И вдруг я ощутил себя. Нет, не как большую конструкцию из костей и мышц, а как нейроэлектрическое поле, генерируемое внутри мозга, где циркулировали какие-то токи и возникали молниеносные взаимодействия молекулярных сил. Ощущение ориентации нарастало. Я уже представлял собой группу клеток… здесь, в левом полушарии. Нервная ткань огромной массой нависала надо мной. А моё “я”… моё “я” сократилось до элементарного ego, материальной принадлежностью которого были “мои” руки, “мои” нога, “мой” мозг… Лишённый внешних раздражителей я наконец смог определить себя таким, каким являюсь на самом деле: иллюзорным состоянием, пребывающим в нематериальной непрерывности, которая вызывается циркулирующими в мозгу нейротоками, примерно так же, как магнитное поле индуцируется в пространстве потоком электронов.
Теперь я знал, что случилось. Я открыл своё сознание лавине чужих воспоминаний. Другой разум захватил все мои сенсорные центры и загнал меня в тёмный угол. Я был изгнанником в своём собственном черепе.
Целую бесконечность я лежал оглушённый, отрезанный от внешнего мира так, как меня не могли отрезать никакие камни Бар-Пондероне. Моё главное ощущение самого себя ещё сохранилось, но было отодвинуто в сторону, лишено любых контактов с самим телом,
Бесплотными пальцами воображения я пытался разорвать окружавшие меня стены в надежде увидеть хоть проблеск света, найти хоть какой-нибудь выход.
Все напрасно.
Я снова задумался над своим положением.
Мне нужно проанализировать моё восприятие окружающего, отыскать каналы, через которые поступают импульсы от моих чувствительных нервов, и подключиться к ним.
Я сделал осторожную попытку: продолжение моего концептуального “я” принялось зондировать вокруг себя с предельной осторожностью. Тут были бесконечные ряды клеток, там — стремительные потоки густой жидкости, дальше — туго натянутые кабели, переплетающиеся в паутину, а ещё дальше…,
Барьер! Сплошной и неприступный. Стена. Зондирующий усик моего “я” пробежался по поверхности, как муравей по арбузу, но не обнаружил ни единой, хотя бы крошечной щёлочки. Барьер вздымался надо мной, чужой, непостижимый, и за ним — захватчик, похитивший у меня мой мозг.
Я отступил. Растрачивать зря силы было бессмысленно. Я должен наметить место для удара и бросить туда все силы, которые сохранились у того, что осталось от моей личности… пока она совсем не рассеялась, и та абстракция, которая звалась Лиджен не исчезла навсегда.

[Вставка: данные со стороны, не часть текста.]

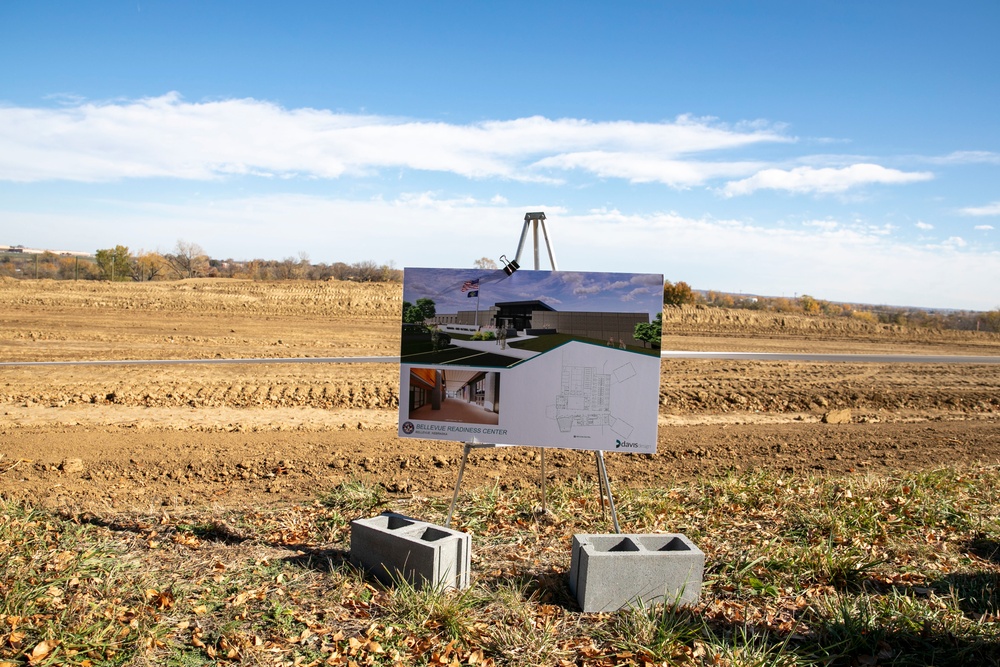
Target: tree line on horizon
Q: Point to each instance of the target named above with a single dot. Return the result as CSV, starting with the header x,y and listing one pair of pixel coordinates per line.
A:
x,y
189,260
681,294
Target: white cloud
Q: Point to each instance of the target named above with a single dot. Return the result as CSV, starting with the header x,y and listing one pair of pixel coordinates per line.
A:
x,y
847,261
988,210
647,168
966,157
824,180
168,137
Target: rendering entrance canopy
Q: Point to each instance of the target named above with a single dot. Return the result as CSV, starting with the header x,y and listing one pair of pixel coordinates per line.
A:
x,y
538,358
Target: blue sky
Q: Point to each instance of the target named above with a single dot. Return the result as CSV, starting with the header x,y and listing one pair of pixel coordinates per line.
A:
x,y
847,150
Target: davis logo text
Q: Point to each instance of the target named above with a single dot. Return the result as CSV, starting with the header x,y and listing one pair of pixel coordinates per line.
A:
x,y
621,444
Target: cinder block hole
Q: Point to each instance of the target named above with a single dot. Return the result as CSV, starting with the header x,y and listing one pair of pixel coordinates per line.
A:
x,y
676,544
625,545
433,534
397,522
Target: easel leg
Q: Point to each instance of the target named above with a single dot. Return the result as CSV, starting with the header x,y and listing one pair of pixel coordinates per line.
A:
x,y
600,484
607,485
543,480
458,483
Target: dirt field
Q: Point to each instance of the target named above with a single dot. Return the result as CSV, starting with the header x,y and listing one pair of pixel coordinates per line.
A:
x,y
229,434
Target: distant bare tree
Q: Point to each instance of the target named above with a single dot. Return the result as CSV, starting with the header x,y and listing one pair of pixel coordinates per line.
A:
x,y
188,259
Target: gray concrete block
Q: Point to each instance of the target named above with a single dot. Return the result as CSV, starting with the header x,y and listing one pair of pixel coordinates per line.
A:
x,y
392,546
609,572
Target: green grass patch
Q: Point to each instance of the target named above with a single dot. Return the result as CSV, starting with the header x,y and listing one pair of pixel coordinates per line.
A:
x,y
893,570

Последняя тень эмоций, неизвестно сколько времени цеплявшаяся за бесплотное поле разума, уже растаяла, оставив мне лишь интеллектуальную решимость отстоять себя. Я узнал в этом неявный признак того, что ощущение личности у меня начало отмирать, но инстинктивного страха я почему-то не почувствовал. Вместо этого я хладнокровно оценил свои возможности и почти сразу же наткнулся на неиспользованный канал — здесь, в пределах моего личностного поля. На какое-то мгновение я отвлёкся от замысловатых контуров хранящихся у меня стереотипов… и тут же вспомнил:
Я плыл в воде, выбиваясь из последних сил, а один из “красных” ждал меня с винтовкой наготове, Затем — поток данных, поступающий с холодной беспристрастной точностью. И я без труда мобилизовал свои силы на выживание.

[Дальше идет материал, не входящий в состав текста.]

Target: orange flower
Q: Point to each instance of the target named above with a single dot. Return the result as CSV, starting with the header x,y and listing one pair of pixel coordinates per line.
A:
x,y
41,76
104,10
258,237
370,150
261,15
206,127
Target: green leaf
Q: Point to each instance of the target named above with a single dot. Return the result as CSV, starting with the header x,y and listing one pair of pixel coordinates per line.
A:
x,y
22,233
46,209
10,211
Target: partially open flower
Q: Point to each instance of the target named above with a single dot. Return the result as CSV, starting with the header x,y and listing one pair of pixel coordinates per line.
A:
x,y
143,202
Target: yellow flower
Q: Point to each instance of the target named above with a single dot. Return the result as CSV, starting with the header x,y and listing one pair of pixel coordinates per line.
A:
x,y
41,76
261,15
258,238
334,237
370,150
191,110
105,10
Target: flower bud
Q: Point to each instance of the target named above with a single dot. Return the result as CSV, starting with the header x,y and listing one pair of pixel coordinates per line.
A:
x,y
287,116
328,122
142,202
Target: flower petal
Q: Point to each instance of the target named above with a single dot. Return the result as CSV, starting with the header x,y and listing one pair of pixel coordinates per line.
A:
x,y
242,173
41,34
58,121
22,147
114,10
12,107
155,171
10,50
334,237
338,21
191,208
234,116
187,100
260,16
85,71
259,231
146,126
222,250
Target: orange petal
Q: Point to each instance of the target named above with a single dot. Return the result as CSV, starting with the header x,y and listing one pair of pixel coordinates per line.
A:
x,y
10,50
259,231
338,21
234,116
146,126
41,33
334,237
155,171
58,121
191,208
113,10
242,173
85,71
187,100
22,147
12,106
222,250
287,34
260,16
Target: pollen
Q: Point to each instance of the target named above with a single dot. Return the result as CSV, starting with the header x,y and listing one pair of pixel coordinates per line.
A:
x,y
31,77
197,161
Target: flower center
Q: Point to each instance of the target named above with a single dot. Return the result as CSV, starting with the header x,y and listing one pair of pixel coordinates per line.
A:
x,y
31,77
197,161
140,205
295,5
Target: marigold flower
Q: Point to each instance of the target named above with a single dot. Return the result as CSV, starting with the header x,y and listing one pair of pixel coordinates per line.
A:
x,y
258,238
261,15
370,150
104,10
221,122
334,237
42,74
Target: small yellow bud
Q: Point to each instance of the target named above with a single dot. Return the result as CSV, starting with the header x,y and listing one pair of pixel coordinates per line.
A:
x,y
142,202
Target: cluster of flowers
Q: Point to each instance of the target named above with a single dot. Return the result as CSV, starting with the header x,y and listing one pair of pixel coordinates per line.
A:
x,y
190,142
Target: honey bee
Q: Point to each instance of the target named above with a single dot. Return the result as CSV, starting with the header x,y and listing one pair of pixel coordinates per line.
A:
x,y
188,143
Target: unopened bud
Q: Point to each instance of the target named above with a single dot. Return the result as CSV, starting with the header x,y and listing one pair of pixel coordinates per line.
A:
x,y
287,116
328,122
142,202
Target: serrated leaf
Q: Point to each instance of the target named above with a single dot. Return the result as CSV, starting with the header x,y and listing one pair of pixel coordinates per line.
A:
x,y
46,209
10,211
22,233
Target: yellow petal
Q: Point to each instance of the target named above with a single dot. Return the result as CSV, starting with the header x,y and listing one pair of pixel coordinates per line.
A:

И ещё… когда я висел на ничего не чувствующих пальцах под карнизом небоскрёба “Йордано”, я слышал бесстрастный голос.
Но до сих пор я об этом не думал. Воспоминание о том чуде было отвергнуто рассудком. Но сейчас я знал: то была информация, которую я получил из памятки общего назначения, когда “прослушивал” её в башне своего дома на острове перед самым бегством. Это была информация, необходимая для выживания и известная всем валлонианам во времена Двух Миров, Она хранилась у меня без всякой пользы, хотя и содержала все секреты сверхчеловеческой силы и выносливости… отвергнутая из-за этого идиотского отвращения к чужому, которым был полон мой разум-цензор.
Но сейчас существовало только моё ego, избавленное от балласта всяких неврозов, освобождённое от влияния подсознания. Все ярусы разума теперь были обнажены. Я видел совсем близко участки, где рождались мечты, видел опустевшие источники инстинктивных страхов, линии связи с ослепляющими эмоциями. И все это находилось в моем полном подчинении.
Ни секунды не колеблясь, я извлёк хранившиеся у меня валлонианские знания, отгородил их и присвоил себе. Затем я снова приблизился к барьеру, распластался по его поверхности и тщательно исследовал её. Напрасно…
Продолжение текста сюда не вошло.